Des mamies ont galéré comme c’est pas permis sur les trottoirs, des enfants (voire des grands enfants) ont bâti des bonshommes de neige, des Yvan Müller en herbe ont « tapé des freins-à-main » sur le parking du supermarché voisin… c’est aussi ça les joies de l’hiver.

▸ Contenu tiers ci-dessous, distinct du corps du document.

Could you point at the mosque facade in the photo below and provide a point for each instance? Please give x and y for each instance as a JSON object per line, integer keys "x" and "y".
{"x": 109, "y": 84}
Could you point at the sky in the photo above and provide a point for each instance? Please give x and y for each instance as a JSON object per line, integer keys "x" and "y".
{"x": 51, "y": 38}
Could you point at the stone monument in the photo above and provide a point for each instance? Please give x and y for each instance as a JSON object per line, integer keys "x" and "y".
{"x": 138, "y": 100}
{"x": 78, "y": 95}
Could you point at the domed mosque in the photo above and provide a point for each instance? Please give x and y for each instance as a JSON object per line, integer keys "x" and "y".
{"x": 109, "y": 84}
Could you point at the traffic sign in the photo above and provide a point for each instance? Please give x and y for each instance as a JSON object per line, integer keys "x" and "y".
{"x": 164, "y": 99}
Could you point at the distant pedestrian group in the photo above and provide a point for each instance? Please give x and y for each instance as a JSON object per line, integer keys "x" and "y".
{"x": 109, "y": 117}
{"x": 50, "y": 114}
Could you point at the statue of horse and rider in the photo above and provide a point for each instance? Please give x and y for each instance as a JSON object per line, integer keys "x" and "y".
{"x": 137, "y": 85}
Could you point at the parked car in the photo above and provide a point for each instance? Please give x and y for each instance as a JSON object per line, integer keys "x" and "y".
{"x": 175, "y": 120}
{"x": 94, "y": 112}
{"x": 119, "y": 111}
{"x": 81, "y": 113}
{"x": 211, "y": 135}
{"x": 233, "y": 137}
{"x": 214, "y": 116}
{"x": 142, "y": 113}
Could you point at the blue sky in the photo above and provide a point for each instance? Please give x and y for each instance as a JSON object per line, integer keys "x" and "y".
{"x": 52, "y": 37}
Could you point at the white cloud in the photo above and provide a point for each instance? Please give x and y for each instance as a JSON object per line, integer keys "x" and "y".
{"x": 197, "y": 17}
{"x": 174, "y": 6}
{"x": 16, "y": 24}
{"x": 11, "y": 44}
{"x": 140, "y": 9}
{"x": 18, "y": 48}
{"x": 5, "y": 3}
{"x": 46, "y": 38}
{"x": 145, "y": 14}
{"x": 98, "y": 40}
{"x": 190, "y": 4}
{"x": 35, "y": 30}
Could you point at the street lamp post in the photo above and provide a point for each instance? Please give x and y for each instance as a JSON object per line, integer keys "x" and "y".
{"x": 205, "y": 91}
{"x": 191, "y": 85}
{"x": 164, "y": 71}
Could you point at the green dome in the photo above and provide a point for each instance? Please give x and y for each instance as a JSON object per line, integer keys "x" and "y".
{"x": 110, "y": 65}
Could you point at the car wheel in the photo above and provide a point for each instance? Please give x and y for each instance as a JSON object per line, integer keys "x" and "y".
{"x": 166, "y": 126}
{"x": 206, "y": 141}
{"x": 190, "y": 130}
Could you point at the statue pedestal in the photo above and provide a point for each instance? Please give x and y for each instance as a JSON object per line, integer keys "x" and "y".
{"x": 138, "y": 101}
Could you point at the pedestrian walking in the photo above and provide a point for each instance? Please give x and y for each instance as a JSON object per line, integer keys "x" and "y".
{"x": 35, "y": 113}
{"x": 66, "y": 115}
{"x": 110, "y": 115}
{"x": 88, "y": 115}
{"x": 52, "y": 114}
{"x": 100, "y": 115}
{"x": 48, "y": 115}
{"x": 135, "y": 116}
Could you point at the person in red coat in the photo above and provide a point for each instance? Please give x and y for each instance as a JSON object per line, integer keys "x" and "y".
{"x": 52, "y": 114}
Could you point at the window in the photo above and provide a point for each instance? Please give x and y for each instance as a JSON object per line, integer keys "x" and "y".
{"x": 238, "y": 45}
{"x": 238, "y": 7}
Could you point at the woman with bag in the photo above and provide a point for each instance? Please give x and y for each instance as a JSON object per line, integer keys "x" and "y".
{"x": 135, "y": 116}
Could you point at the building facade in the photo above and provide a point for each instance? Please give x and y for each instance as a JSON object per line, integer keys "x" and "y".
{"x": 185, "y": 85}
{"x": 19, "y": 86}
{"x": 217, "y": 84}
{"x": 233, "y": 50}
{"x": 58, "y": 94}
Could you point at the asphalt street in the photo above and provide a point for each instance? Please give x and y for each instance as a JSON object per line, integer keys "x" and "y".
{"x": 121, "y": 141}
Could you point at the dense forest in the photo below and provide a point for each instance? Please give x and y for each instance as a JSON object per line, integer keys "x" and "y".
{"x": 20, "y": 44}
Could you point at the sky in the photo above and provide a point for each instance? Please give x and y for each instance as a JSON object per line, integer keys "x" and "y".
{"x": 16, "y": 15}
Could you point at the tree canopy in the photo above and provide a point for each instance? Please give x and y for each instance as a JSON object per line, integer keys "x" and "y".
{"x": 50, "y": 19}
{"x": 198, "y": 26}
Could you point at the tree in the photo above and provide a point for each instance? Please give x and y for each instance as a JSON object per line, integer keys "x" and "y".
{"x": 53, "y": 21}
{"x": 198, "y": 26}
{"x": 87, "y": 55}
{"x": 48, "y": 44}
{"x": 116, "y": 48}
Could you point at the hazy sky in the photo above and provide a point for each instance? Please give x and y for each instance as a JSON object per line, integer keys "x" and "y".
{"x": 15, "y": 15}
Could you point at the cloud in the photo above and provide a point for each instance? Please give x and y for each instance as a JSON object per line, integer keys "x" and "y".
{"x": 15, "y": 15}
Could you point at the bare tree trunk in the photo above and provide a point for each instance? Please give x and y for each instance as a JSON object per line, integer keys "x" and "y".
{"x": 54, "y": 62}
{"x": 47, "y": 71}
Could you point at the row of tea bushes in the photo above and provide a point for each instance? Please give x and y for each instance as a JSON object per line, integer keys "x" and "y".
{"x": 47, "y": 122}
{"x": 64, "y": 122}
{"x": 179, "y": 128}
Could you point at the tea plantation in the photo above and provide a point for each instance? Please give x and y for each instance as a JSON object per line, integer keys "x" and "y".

Plus discrètes, transies de froid, emprisonnées par la glace (oui en hiver il gèle aussi par moment), attendant sans dire mot que les rayons du soleil viennent les libérer, les canettes de bières sont là, dans les étendues d’eau immobiles, offrant au promeneur un spectacle désolant. Les canettes n’y peuvent rien. Si elles paradent tantôt le cul à l’air, tantôt le goulot au-dessus de l’eau, c’est parce qu’un délicat énergumène les a posées là, ou plutôt balancées. Il y a pourtant des poubelles au Parc du Brûle, au Parc Tristram, là où on peut apercevoir les sujets en question. Mais non, le buveur de mauvaise bière est un fainéant, un abruti, qui plutôt que de donner une seconde vie au contenant (oui l’aluminium, le fer et le verre se recyclent), préfère jeter la cannette au sol, dans l’eau (c’est le « plouf » qui doit les amuser), sur le chemin, dans les arbres, polluant dans l’ivresse et l’allégresse ces aires de détentes si jolies pourtant et dont la population a tant besoin. Loin de nous cette idée de charger les services municipaux qui nettoient aussi souvent que possibles les endroits visés, mais plutôt de conspuer, châtier, huer, ces porcs à têtes humaines incapables de se respecter eux-mêmes, qui reviendront cet été avec chien(s), femmes et enfants, risquant que l’un d’entre eux ne se coupe, ne se blesse ou pire qu’il prenne exemple sur ce répréhensible indolent.